By agreeing to exchange two shares of Quick resolve products (QRP) for one of the Innovative concepts, the number of shares owned by the target company will be reduced by half. As a result, the price-earnings ratio will increase due to the reduced number of shares, a concept viewed by the management as a relative P/E game. This means that the shareholders are likely to enjoy more dividends in the future with less number of shares.
The maximum justifiable offer price that Innovative Concept (IC) which is expected to pay for QRP will be calculated as follows: FCF = EBIT (1 – t) + Depreciation – Capital Expenditures +/- Net Working Capital. Where the networking capital = current assets-current liabilities-cash= 1000-780-300= (80); therefore, FCF= =19. To be able to calculate what IC will pay to QRP, we need to add the FCF to the total value of assets; = $ 2000 million + $ 19= $ 2019 million.
Both, Cash payment and stock payment for acquiring a company have advantages and limitations. By agreeing on cash payment it differentiates between the acquirer and the acquired. Alternatively:
In a cash deal, it is easy to distinguish between the acquirer and acquired, when it comes to stocks and we end up losing the stock to settle the payment leads to the shares of the acquired appreciating on the announcement of the acquisition while the acquiring company may lose the value of their shares. (Jensen, 2010).

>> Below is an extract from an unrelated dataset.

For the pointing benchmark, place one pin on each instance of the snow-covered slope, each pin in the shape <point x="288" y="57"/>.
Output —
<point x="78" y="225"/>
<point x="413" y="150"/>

Cash buyouts make it certain that the shareholders of the acquired do not seize all the benefits of the merger or acquisition. In most cases, daring acquirers prefer cash to stock but the market has been seen to react through increased share value while stock buys out react in the opposite direction.
The superior majority is a situation where the management imposes policies that require a large proportion of the shareholders to endorse a takeover. This makes it more difficult for a takeover bid. Secondly, dual-class recapitalization is a situation where the managers issue another class of shares with more voting powers than the ordinary shares and that can be exchanged for the ordinary stock.
Stepping up the basis for the assets for depreciation will imply that the value of depreciation expense will be increased in the books of the consolidated company. The values of the assets will also increase. Hence, the consolidated balance sheet will reflect a higher value for the assets.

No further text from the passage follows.